There is also HPL/SQL.
It was incorporated into the Hive 2.0 release (Feb 16th) and thus will be automatically included in the next release of HDP that includes Hive 2.0.
It can be very easily added to an existing HDP install as well.
It is an implementation of stored procs, control flow logic, temporary variables, error checking, on-the-fly SQL syntax conversion to HiveQL, RDBMS SQL syntax compatibility, etc. It brings almost all the functionality of DB2, SQL Server, Oracle stored procs and SQL syntax into Hive. An added bonus is that you can mix & match the syntax of SQL Server T-SQL, Oracle PLSQL and DB2. It is slick.

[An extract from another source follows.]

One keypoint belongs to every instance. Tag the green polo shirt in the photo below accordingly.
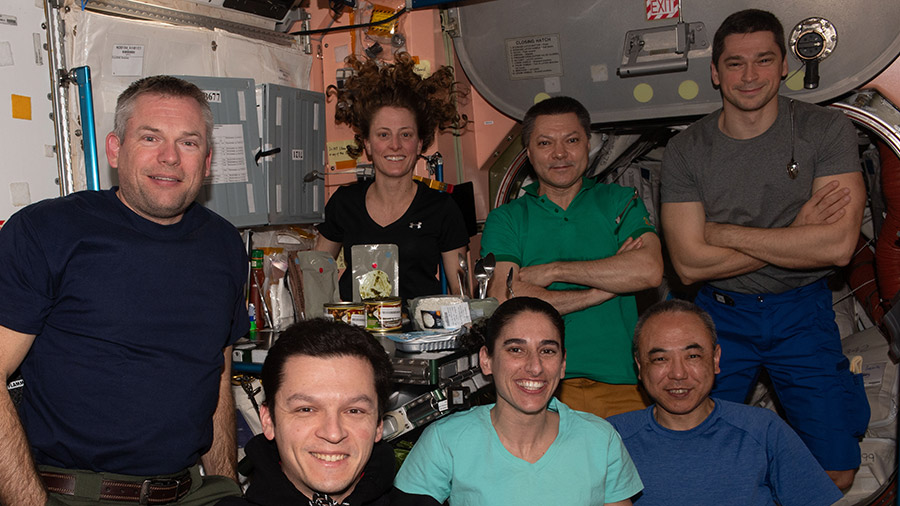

For example - here is a sample script that runs in HPL/SQL (for real):
create procedure spLoadSalesFact (LoadMonth char(10)) BEGIN SET plhql.onerror = seterror; print 'Beginning execution...'; print '*' || LoadMonth || '*'; /* Fail if invalid Input Parameter set LoadMonth = Upper(LoadMonth); if (LoadMonth not in ('LAST', 'CURRENT')) BEGIN print 'Bad Input Paramter'; RETURN -1; END */ /* Load Prior Month */ IF (LoadMonth = 'LAST') BEGIN print 'Inserting Last Month''s Data...'; insert into table saleslineitem select * from saleslineitem where TransactionDate >= '2011-06-01' and transactionDate < '2011-07-01'; if SQLCODE <> 0 RETURN -2; END /* Load Current Month */ ELSE IF (LoadMonth = 'CURRENT') BEGIN print 'Inserting Current month''s data...'; insert into table saleslineitem select * from saleslineitem where TransactionDate >= '2011-07-01' and transactionDate < '2011-08-01'; if SQLCODE <> 0 RETURN -3; END PRINT 'Execution Completed...'; END /* Stored Proc invocation */ -- CALL spLoadSalesFact ('GARBAGE'); -- CALL spLoadSalesFact ('LAST'); CALL spLoadSalesFact ('CURRENT');
Are there any performance improvements of not creating custom UDF function ? I have currently some text-analytics functions, for which I can either create UDF jar files or use HPLSQL.@bpreachuk Are there any performance issues that you faced on using HPLSQL ?
Hi @tanmoy. I would recommend you go the custom route - create UDF jars for Hive. That way you can use them anywhere you use Hive code. HPL/SQL is still not a GA feature, and in my opinion HPL/SQL use a little bit more time to "bake" and become more robust.